It is important to bear in mind when assessing whether the force used was reasonable the words of Lord Morris in (Palmer v R 1971 AC 814);
“If there has been an attack so that self-defence is reasonably necessary, it will be recognised that a person defending himself cannot weigh to a nicety the exact measure of his defensive action. If the jury thought that that in a moment of unexpected anguish a person attacked had only done what he honestly and instinctively thought necessary, that would be the most potent evidence that only reasonable defensive action had been taken …”
Despite this judgement, it is worth remembering that just because an act is deemed necessary does not mean that the resulting action was reasonable if it was deemed not be proportionate to the level of threat.
A proportionate response is defined as one that is justified by the level of harm that would be suffered if the force was not used.
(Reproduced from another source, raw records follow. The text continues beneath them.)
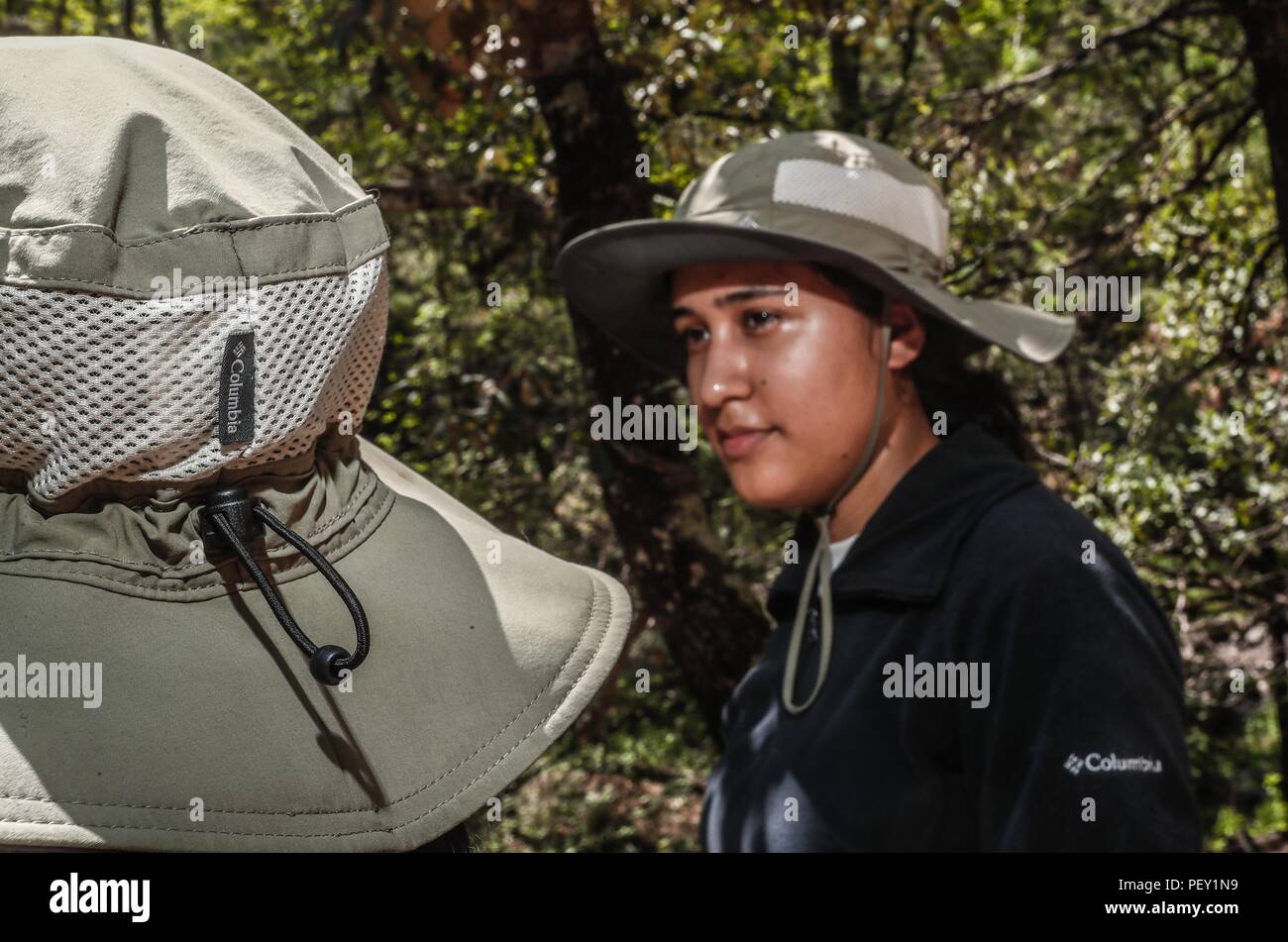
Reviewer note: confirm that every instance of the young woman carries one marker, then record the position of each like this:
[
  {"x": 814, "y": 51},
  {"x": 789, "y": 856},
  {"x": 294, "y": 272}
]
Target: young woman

So, for example, if you were attacked in the street by an unarmed individual and you pulled out a knife and seriously wounded or killed him then, although it might be viewed necessary to defend yourself from an attack, the level of force that you applied was not proportionate with the threat and is unlikely to be viewed as being reasonable in the eyes of the law.
The same rule would apply if you went too far during the act of defending yourself. A good rule of thumb is to stop your combatives and disengage as soon as the threat has been neutralised. Or put another way, when your attacker no longer poses a threat because you have incapacitated him.
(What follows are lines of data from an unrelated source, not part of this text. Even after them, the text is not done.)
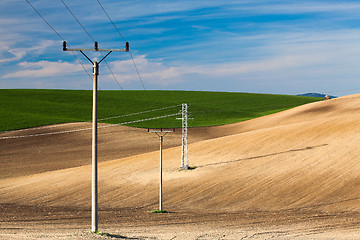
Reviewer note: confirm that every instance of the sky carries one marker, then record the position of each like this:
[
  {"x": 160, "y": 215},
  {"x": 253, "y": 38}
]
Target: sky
[{"x": 277, "y": 46}]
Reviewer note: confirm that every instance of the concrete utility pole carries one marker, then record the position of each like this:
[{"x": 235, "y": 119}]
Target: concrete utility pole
[
  {"x": 161, "y": 133},
  {"x": 94, "y": 181},
  {"x": 184, "y": 145}
]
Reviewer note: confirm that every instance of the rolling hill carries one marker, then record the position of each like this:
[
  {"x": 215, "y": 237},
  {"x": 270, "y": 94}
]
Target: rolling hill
[
  {"x": 25, "y": 108},
  {"x": 305, "y": 158}
]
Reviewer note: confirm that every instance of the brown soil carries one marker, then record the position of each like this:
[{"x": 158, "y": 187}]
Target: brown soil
[{"x": 294, "y": 174}]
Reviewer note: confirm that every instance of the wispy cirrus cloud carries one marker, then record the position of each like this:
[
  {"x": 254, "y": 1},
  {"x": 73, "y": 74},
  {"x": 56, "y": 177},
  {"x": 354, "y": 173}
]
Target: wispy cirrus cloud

So, if you were attacked in the street and forced to defend yourself and in so doing you knocked your attacker out then that would be the time to disengage. It would no longer be reasonable or proportionate to continue to attack the individual with combatives because he is unable to defend himself and therefore no longer poses a threat to you.
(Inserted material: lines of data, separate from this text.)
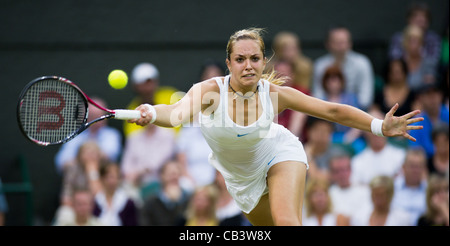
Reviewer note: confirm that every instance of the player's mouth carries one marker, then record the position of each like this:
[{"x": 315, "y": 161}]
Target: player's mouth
[{"x": 251, "y": 75}]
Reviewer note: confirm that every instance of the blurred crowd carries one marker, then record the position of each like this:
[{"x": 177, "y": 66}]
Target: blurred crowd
[{"x": 161, "y": 176}]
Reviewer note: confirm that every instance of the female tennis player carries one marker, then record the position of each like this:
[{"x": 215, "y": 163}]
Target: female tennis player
[{"x": 263, "y": 164}]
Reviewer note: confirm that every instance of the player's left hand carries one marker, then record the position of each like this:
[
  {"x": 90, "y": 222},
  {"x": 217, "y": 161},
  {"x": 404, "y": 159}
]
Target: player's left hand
[{"x": 399, "y": 126}]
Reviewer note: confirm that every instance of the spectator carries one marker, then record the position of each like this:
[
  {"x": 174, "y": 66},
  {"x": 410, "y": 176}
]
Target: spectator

Remember that the key point is to stop combatives and disengage as soon as your attacker no longer poses a threat to you.
Intoxication
It is well known that alcohol impairs judgement and can lead to the drinker wrongly interpreting words and actions as threatening. A drunken person may act violently, mistakenly believing himself to be under attack when he isn’t. In this case, the mistake, however genuinely believed, is not accepted by law as a defence against criminal charge.
You cannot claim you acted in self-defence when it is proven you were mistaken and your mistaken belief, no matter how genuinely held at the time, was as a result of your wilful intoxication. This is a very important legal distinction worth remembering.
A Duty to Retreat
According to the Crown Prosecution Service, if you are attacked or threatened you do not have to retreat (leave) in order to prove you acted in self-defence if attacked subsequently:
“Failure to retreat when attacked and when it is possible and safe to do so,is not conclusive evidence that a person was not acting in self-defence. It is simply a factor to be taken into account rather than as giving rise to a duty to retreat when deciding whether the degree of force was reasonable in the circumstances (section 76(6) Criminal Justice and Immigration Act 2008). It is not necessary that the defendant demonstrates by walking away that he does not want to engage in physical violence.”
So, as a practical example, if you were in a bar having a drink and someone came up to you and verbally threatened you and told you to leave or there will be consequences you do not have to leave in order to demonstrate that you are doing everything you can to prevent an altercation occurring. Although that might actually be the sensible thing to do.
If an attack was to follow because you had not left the bar your right to self-defence is not diminished because you were threatened earlier and chose not to leave when you could, as you have every right to be there in the eyes of the law.
Self Defence at Home
The same legal framework applies to your right to self-defence in your home, but the degree of force used can be greater in certain circumstances according to Section 76 of the Criminal Justice and Immigration Act 2008. The Crown Prosecution Service states that:
“Section 76 of the Criminal Justice and Immigration Act 2008 Subsection (5A) allows householders to use disproportionate force when defending themselves against intruders into the home… where the case is one involving a householder the degree of force used by the householder is not to be regarded as having been reasonable in the circumstances as the householder believed them to be if it was grossly disproportionate. A householder will therefore be able to use force which is disproportionate but not grossly disproportionate.”
Be careful though, this provision does not give householders a license to use disproportionate force in every case they are confronted by an intruder in their home. The level of force used must still be reasonable in the circumstances as the householder believed them to be and will be tested at court.
Summary – 8 Key Takeaways
Finally, please note that this article has been written in good faith as a guide to Kravists. It is based on my understanding and interpretation of the law but as I am not legally trained, the reader should always seek legal advice from a suitably qualified individual for a definitive legal position.